Si les pre­mières séries s’intéressaient à la sur­face illu­soire du corps féminin et à la fas­ci­na­tion visuelle qu’il pro­cure, elles étaient déjà chargées, comme déjà évo­qué, d’une cer­taine ten­sion, d’un sen­ti­ment de men­ace. Dans Cen­ter­folds et Pink Robes & Col­or Stud­ies, le resser­re­ment sur le corps dénudé, out­re un sen­ti­ment d’intimité accru avec les fig­ures pho­tographiées, pointe plus explicite­ment l’origine du trou­ble ou de l’angoisse, étroite­ment asso­ciés à l’hypersexualisation et à la vul­néra­bil­ité. L’attitude des mod­èles et la com­po­si­tion sug­gèrent deux atti­tudes face à cette men­ace : la fragilité rêveuse (Cen­ter­folds : for­mat hor­i­zon­tal, fig­ures allongées au regard per­du dans le vague), ou la défi­ance (Pink Robes : for­mat ver­ti­cal, pos­ture droite, regard caméra). Les séries suiv­antes pour­suiv­ent cette explo­ration du corps sous un jour résol­u­ment provo­ca­teur, cher­chant d’abord à point­er ses défauts et ses failles, avant de le déréalis­er puis de pénétr­er ses entrailles. Les mod­èles de Fash­ion (1983, 1984 puis 1993, 1994, 2008)[ref]Cet inti­t­ulé ne désigne pas une série à pro­pre­ment par­ler mais un ensem­ble de com­man­des isolées faites à Sher­man par des mar­ques (Dianne B., Harper’s Bazaar, Comme des garçons, Balenciaga).[/ref], sont pho­tographiées sous des angles peu flat­teurs. Les corps sont dif­formes, les pos­es dis­gra­cieuses, les vis­ages affublés de cica­tri­ces ou badi­geon­nés de plâtrées de fond de teint, quand ils ne sont pas dis­simulés par une chevelure hir­sute. Dans la série suiv­ante, Fairy Tales, elles devi­en­nent, par le truche­ment de pro­thès­es en sil­i­cone, lit­térale­ment des mon­stres, hybrides affublées de groins de porc (Unti­tled #140), géantes à la langue pen­dante dom­i­nant une foule lil­lipu­ti­enne (Unti­tled #150), et sont peu à peu ravalés par la nature comme le cadavre dévoré par la mousse de Unti­tled #153.

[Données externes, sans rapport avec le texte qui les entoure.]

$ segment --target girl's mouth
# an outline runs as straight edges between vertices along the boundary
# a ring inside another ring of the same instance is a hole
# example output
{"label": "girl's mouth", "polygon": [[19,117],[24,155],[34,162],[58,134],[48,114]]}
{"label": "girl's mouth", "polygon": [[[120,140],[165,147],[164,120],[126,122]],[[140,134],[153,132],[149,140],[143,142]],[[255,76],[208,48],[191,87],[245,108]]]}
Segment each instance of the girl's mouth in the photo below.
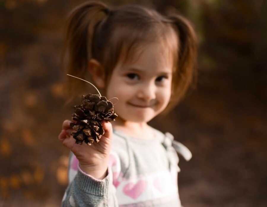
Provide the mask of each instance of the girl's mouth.
{"label": "girl's mouth", "polygon": [[131,103],[128,103],[128,104],[129,105],[131,105],[131,106],[135,106],[136,107],[139,107],[139,108],[147,108],[150,107],[151,107],[152,106],[147,106],[145,105],[138,105],[136,104],[132,104]]}

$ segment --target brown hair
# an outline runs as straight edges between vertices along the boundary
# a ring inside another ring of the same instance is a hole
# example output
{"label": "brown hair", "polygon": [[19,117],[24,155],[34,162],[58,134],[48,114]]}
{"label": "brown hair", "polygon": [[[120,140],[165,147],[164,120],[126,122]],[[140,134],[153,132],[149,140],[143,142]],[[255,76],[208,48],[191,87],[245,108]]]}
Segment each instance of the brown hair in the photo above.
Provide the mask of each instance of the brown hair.
{"label": "brown hair", "polygon": [[[170,42],[174,36],[178,44]],[[184,97],[196,77],[196,36],[189,21],[179,15],[164,16],[138,5],[112,8],[101,2],[85,3],[70,13],[63,66],[67,73],[84,79],[89,60],[95,59],[104,69],[107,83],[119,60],[132,58],[140,48],[155,41],[163,41],[173,53],[172,94],[166,112]],[[66,84],[66,92],[73,97],[86,83],[71,77]]]}

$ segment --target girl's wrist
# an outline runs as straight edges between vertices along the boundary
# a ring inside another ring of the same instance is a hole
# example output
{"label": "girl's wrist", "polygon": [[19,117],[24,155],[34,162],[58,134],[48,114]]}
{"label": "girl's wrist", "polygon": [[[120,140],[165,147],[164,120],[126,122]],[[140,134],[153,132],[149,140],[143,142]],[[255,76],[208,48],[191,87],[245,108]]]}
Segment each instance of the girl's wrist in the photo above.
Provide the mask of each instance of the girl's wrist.
{"label": "girl's wrist", "polygon": [[96,179],[103,180],[107,175],[107,166],[98,168],[81,164],[79,165],[82,171]]}

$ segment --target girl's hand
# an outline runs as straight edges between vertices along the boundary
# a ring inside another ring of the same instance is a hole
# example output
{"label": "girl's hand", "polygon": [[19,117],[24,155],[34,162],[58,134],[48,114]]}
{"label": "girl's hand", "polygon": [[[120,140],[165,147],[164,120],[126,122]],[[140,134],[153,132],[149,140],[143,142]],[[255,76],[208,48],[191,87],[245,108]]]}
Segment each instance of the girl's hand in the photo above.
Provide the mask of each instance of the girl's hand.
{"label": "girl's hand", "polygon": [[[108,163],[111,145],[112,126],[110,122],[102,122],[105,133],[99,142],[88,146],[84,142],[80,145],[70,135],[75,131],[69,126],[71,121],[66,120],[62,124],[62,130],[58,139],[69,149],[79,160],[80,168],[83,171],[95,178],[102,179],[107,175]],[[74,121],[72,122],[75,122]]]}

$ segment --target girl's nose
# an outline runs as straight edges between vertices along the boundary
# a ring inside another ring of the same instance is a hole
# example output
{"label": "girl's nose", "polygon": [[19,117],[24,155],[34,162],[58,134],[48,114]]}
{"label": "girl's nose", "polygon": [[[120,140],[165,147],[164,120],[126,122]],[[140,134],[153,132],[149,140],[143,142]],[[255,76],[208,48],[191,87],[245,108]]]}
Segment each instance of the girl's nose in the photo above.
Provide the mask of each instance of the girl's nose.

Cindy Sher­man, “Unti­tled #150 (Fairy Tales)” (1985)

Par­fois, il ne reste plus que des frag­ments de corps mêlés à la terre, au sang et au vomi, offerts à la vue d’une créa­ture inhu­maine que l’on devine dans le reflet d’un miroir (Unti­tled #167) : la sur­face n’était décidé­ment qu’une coquille vide, sim­ple con­tenant de flu­ides cor­porels. Le point ter­mi­nal de cette tra­jec­toire est atteint dans les années 1990 avec les séries Sex Pic­tures (1992), Masks (1994–1996) puis Bro­ken Dolls (1999) où l’organique cède le pas au plas­tique et où les men­aces de la tor­ture, du viol, du meurtre et de la mon­stru­osité sont désor­mais explicites : on y voit par exem­ple des poupées défig­urées et démem­brées, placées dans des posi­tions obscènes, ou vio­lem­ment pénétrées par des sex­es en érec­tion.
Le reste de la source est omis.